第41話 これからもこの地で



「イザーク」

「…………」



 宿舎の部屋でテーブルの椅子に座っていたイザークは黙って視線を逸らす。彼の前に立つツバキの手にはコップがあった。


 兄と元婚約者たちがカラムーナを出てから数日、ツバキたちはいつものようにギルドで依頼をこなしていた。今までの依頼とワイバーンでの功績を認められて、グリューンランクからブラウランクへと上がり忙しい日々を過ごしている。


 今回の依頼は素材を集めるものだったのだが、痺れ毒を持つ魔物の攻撃をイザークは受けてしまった。掠っただけだったこともあってか、毒自体の効果は低く軽度な怪我だ。


 けれど、腕を動かすと痺れと痛みが襲う。イザークは我慢しているようだが、ツバキにはお見通だったので解毒薬を飲ませようとしている。彼は薬の類が苦手なのを知っているけれど、我慢してもらわねばならない。



「この前もこの光景見ましたねぇ〜」

「イザーク、何度も繰り返すな」

「そうだぞ、イザークよ」



 我儘を言うなとレオナルドに叱られ、ロウにはげしげしと足蹴にされ、レイチェルには笑われている。それでもイザークは黙っていた。


 竜人の回復力ならすぐなのだろうけれど、薬を飲んで安静にしていた方がもっと早く治る。ツバキは「飲みなさい」とコップを差し出す。イザークはなんとも渋い表情を見せた。



「飲まなくても問題はない」

「駄目よ」

「…………」

「何、また口移しでもされたいの?」

「それは……」

「揺らぐな、揺らぐな、イザーク。自分で飲め」



 レオナルドの突っ込みにイザークはむっと口を尖らせる。お前は子供じゃないだろうと諭される。ロウも「噛むぞ」と言ったものだからイザークは眉を下げた。


 ツバキはイザークの様子に仕方ないなと溜息を吐く。



「ほら、抱きしめてあげるから飲みましょう?」



 頭を撫でて言えば、イザークは眉を寄せながら仕方なく、本当に仕方なくと言ったふうにコップを受け取って飲んだ。


 一気に飲み干して後味の悪さにうげっと声を溢す。ツバキはちゃんと飲んだことを褒めるように抱きしめてやる。よしよしと頭を撫でてやれば、腰に腕が回された。



「そなたは子供か、イザーク」

「子供と思われても構わない」

「お前、七歳差だからね?」

「イザークさん、残念なイケメンって感じぃ」



 一様に酷い言われようなイザークだが、何を言われても構わないとツバキを抱きしめる力を強める。ツバキも少し子供っぽいなとは思わなくもないのだが、甘やかしたくなってしまうのでそのままにしていた。



「そも、ツバキも甘いのだ」

「そうね、甘いわね、ロウ」

「自覚あるなら少しは厳しくしてやってくれ、ツバキさん」

「やめろ、レオナルド。ツバキはこれでいいんだ」

「お前は自重しろ!」



 レオナルドに頭を叩かれるもイザークはめげない。

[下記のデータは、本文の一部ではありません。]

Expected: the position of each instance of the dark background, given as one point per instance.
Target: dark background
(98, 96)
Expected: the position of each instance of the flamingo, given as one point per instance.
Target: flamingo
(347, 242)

その様子が可笑しくてレイチェルは笑っている。ロウはもう呆れてしまっていたが、ツバキはこんなところは頑固だなと思っていた。



「そろそろ離れましょうね」

「…………」

「名残惜しそうに離すな」

「レオナルドには分からないだろうな」

「お前みたいにはならないから」



 即答するレオナルドにイザークはむっとした表情を見せるも、自分自身が子供じみた行動をしているのは理解しているので言い返さなかったようだ。ツバキは薬を仕舞いながらその光景を見て小さく笑う。


 いつものようになんでもない時間が流れていく。このひと時がツバキは好きだった。



「さぁ、手当ても終わったしご飯でも食べましょうか」

「そうだ、腹が減っているのだ」

「ロウは食べ過ぎたらだめよ?」



 ツバキは注意はするけれどロウは「問題ない」という返事に、また食べ過ぎるのだろうと察する。


 笑っていたレイチェルもは「レオナルド様、行きましょう!」とレオナルドの腕に抱きついていた。そんな彼女にレオナルドはもう慣れてしまったようで、「そう慌てなくても行くさ」と笑む。


 いつものなんでもない時間に「あぁ、本当に残ってよかったな」とツバキは思った。



「行こうか、ツバキ」



 立ち上がったイザークが手を伸ばす。それにツバキが数度、瞬きをしてふっと笑みを溢してその手を取った。


 手を握り返せば、イザークもそうしてくれる。その優しさを感じて、ツバキは温かくなる胸をそっと抑えた。


 何を言うでも通じ合った心に熱を感じながら二人は部屋を出ていった。